BitC Language Change History

Version 0.10

June 17, 2006

Jonathan Shapiro, Ph.D., Swaroop Sridhar, Scott Doerrie

Systems Research Laboratory

Dept. of Computer Science
Johns Hopkins University

Abstract

This document describes the various changes that have been made to the BitC specification since its inception. Originally, the list was included in the main specification document, but it has grown to the point where separating it into a separate document became motivated.

1 Changes in version 0.10+

  • Moved to a simplified version of Defrepr based on the scheme proposed by Iavor Diatchki, et. al..

  • Dropped the now depricated (val type) form.

2 Changes in version 0.10

  • New default entry point bitc.main.main.

  • Added closure conversion.

  • Updated identifier syntax for interfaces. Removed import! and provide!.

  • Added beginnings of formal specification section. Captured the complete grammar.

  • Introduced an initial attempt to deal with locations in the specification.

  • Introduced defrepr. Replaced old defunion with a new one that uses field names.

  • Added specification for structure fill fields. Added field names in unions and exceptions. Added switch form that lets these fields be used, replacing case.

  • Removed obsolete convenience syntax for lists.

  • Improved description of union layout, and clarified elided tag rules.

  • Resolved the problem of circular initialization dependency by introducing a requirement that dependencies be (transitively) observably known.

  • Abandoned case! for good.

  • Removed method types now that we have qualified types. Expanded specification of type classes, instances, and qualified types. Defined the resolution rule for ambiguous choices of instance while allowing preferred specializations.

  • Clarified definition of white space and end of line processing. Added proper citation for Unicode standard.

  • Introduction and definition of definvariant, defaxiom, deftheory, suspend, disable, and enable.

  • Revised Unicode character literal syntax, dropping the radix syntax in favor of \{U+digits}. Dropped the curly braces around the special forms for non-printing character literals. The old forms will be retired in version 0.11.

  • Revised string backslash embedding rules. Backslash within a string no longer shares a common syntax with character literals.

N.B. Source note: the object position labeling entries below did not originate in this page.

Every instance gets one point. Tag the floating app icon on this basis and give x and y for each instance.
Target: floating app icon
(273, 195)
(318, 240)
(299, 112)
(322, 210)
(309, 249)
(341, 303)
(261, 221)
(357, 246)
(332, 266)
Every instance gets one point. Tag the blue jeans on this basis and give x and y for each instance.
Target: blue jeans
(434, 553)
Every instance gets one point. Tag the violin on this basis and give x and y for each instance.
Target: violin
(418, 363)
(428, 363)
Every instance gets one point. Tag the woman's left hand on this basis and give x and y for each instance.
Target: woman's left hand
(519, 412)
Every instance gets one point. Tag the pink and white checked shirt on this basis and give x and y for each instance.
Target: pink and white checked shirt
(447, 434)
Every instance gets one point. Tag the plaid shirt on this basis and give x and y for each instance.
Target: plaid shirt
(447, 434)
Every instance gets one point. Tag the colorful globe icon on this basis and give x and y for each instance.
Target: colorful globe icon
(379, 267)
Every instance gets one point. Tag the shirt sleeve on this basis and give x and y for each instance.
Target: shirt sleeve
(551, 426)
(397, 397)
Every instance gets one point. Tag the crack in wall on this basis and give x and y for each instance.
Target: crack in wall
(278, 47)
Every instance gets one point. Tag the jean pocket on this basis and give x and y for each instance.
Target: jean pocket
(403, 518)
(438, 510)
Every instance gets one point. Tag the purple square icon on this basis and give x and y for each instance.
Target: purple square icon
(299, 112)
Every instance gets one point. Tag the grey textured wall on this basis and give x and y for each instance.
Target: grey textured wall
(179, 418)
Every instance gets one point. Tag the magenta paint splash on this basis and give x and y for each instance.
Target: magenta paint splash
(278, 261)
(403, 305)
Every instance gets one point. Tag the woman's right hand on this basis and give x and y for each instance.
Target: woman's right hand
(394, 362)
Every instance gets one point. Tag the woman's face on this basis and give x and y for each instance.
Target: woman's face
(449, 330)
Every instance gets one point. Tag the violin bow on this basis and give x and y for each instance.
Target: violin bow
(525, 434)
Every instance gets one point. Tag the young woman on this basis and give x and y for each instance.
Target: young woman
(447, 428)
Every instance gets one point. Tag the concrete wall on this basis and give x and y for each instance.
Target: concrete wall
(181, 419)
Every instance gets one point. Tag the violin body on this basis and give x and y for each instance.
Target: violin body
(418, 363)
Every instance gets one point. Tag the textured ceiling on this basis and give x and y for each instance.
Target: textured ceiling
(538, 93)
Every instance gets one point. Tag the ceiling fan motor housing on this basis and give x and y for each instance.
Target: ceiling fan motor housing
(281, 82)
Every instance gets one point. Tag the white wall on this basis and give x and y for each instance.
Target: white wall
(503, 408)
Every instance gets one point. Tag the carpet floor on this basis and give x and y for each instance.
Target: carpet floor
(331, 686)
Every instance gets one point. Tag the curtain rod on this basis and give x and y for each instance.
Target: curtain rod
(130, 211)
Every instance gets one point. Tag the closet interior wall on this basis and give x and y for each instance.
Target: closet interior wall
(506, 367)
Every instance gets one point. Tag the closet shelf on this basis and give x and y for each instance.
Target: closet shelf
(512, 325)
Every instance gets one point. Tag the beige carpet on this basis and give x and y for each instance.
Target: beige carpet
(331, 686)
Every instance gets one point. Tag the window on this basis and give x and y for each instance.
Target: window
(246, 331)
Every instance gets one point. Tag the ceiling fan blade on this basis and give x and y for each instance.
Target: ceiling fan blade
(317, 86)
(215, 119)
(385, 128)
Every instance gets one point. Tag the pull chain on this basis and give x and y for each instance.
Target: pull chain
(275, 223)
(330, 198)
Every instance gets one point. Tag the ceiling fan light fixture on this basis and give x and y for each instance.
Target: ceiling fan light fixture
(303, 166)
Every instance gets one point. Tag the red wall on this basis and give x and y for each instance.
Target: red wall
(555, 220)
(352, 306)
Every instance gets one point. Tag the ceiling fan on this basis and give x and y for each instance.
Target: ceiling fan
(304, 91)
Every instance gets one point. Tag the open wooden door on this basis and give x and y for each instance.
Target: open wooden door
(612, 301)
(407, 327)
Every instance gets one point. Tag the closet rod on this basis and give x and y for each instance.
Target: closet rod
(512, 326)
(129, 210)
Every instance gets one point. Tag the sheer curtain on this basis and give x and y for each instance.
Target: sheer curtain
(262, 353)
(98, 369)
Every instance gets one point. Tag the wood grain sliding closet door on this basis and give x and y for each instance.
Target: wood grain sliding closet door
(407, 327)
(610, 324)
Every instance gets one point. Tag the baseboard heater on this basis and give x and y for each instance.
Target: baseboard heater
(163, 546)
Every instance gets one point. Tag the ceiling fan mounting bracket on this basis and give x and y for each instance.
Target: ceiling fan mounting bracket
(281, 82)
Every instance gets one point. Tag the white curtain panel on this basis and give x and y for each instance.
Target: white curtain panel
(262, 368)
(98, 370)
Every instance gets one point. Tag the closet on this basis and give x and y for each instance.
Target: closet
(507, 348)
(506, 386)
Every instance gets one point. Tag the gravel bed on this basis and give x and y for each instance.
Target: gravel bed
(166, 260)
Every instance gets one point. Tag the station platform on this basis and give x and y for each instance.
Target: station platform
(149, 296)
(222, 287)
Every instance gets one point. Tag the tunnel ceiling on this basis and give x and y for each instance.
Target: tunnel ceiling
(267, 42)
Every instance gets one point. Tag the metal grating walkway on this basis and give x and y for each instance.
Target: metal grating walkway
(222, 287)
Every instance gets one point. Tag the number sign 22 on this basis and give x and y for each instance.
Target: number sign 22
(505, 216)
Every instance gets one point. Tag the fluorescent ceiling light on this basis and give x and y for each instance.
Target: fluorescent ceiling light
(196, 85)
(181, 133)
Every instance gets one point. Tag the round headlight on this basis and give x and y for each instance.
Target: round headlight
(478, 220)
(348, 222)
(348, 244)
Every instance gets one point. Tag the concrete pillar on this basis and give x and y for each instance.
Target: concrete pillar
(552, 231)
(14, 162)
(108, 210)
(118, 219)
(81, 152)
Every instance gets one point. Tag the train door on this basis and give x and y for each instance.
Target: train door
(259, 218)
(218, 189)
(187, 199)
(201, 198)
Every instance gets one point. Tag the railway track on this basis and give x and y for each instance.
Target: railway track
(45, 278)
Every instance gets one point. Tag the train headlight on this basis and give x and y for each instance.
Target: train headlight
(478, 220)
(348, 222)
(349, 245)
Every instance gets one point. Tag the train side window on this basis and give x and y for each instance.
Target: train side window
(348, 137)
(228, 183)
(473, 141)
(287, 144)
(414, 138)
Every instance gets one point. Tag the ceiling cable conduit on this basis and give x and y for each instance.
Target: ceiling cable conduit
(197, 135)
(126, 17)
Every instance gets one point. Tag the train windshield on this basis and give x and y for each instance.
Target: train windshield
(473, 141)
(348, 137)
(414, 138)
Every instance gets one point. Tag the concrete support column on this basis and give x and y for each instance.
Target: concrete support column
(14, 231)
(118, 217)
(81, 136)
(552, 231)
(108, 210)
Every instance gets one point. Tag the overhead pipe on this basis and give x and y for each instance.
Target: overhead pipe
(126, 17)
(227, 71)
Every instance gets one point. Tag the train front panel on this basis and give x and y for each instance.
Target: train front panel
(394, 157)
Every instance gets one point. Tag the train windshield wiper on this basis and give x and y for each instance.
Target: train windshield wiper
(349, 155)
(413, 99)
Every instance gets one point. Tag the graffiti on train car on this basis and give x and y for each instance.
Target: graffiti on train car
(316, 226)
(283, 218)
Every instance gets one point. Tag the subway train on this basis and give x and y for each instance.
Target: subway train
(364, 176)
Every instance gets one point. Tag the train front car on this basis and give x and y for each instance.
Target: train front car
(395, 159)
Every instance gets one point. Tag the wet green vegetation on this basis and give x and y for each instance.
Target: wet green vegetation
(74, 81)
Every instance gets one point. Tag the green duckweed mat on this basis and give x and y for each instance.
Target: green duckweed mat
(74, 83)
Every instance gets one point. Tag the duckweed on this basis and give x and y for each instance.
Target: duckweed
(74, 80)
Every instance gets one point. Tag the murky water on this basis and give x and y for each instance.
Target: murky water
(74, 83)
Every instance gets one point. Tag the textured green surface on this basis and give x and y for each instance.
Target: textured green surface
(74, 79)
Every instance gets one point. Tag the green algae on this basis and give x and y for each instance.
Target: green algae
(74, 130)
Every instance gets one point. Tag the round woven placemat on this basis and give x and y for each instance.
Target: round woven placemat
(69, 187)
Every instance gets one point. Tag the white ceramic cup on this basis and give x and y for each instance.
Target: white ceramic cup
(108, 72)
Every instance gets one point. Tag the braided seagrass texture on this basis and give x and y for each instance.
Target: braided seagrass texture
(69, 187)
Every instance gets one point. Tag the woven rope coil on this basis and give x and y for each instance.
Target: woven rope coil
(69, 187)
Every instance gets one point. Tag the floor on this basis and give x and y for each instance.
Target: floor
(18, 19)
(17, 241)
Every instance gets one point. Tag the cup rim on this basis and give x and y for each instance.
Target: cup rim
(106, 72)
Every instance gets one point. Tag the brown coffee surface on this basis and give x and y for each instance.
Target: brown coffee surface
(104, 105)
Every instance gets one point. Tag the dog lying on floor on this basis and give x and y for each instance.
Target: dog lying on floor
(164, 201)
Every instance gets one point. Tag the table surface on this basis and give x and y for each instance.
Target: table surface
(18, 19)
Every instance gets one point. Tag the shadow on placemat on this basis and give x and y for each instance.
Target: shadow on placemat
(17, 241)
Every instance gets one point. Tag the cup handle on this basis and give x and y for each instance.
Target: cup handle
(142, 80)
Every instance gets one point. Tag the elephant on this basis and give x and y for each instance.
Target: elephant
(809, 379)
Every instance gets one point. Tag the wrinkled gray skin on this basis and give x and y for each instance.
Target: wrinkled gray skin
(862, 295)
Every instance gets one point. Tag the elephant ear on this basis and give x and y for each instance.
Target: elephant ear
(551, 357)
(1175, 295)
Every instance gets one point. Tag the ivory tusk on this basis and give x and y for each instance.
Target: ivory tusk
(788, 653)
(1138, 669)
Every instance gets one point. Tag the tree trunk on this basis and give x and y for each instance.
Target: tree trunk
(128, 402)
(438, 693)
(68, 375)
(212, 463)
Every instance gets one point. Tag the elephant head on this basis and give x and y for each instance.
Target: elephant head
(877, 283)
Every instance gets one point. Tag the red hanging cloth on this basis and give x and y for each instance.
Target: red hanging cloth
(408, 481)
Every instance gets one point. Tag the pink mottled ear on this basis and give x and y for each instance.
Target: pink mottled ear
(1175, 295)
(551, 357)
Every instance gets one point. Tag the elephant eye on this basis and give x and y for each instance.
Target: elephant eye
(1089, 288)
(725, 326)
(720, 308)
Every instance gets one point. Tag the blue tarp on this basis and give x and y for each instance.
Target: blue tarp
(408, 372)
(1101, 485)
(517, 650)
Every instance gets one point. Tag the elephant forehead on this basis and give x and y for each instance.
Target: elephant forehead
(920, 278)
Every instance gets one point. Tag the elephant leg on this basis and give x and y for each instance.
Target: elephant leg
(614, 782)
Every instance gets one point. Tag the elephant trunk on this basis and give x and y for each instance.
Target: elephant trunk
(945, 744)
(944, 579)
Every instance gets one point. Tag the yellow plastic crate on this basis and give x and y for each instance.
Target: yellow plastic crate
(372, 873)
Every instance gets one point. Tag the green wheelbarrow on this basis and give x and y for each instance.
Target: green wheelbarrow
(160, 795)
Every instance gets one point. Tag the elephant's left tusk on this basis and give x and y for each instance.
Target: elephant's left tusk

Curly braced forms for non-printing characters in strings will be retired in version 0.11.

  • The following statement from the 0.9 specification has been dropped, and may lead to incompatibilities in transitioning to language version 0.10.

    In general, if #\x is a valid character constant, then "\x" is a single character string consisting of the same character. By far the most common uses of this escaped encoding is to embed the double quote character and the backslash character within a string, but the generalization also permits encoding unicode characters by code point.

3 Changes in version 0.9

Cleaning up a few more loose ends:

  • Removed read-only.

  • Added keyword external to proclaim, along with optional external identifier.

  • Renamed vector-ref, array-ref, member-ref to (respectively) vector-nth, array-nth, member.

  • Restored the primitive types bool, char, int8, int16, int32, int64, uint8, uint16, uint32, uint64, word, float, double, quad.

  • The fixint keyword is retired in favor of bitfield.

  • Binding patterns in letrec forms must now be statically decomposable at compile time to avoid internal violation of the completeness restriction.

  • Order of evaluation in let and letrec initializers is now specified. This is necessary because of side effects in impure expressions.

  • Replaced LOOP with DO.

  • Added a new type declaration qualifier :opaque that renders the type visible in its defining interface and providers but opaque to importers.

  • Removed all references to tuple. This is replaced by a new keyword pair.

  • Lambdas now take multiple arguments, and implicit pairing is now gone.

  • The one-of type constraint had horrible problems, and has been removed. In consequence, nth-ref was split into array-ref and vector-ref and the indexing convenience syntax has been removed.

  • Renamed type-qualify to the, following Common Lisp conventions. Removed the e:T convienced syntax for expressions. Types in binding patterns are still specified using the colon-qualified form.

  • The deftype form was unmotivated and complicated. It is gone.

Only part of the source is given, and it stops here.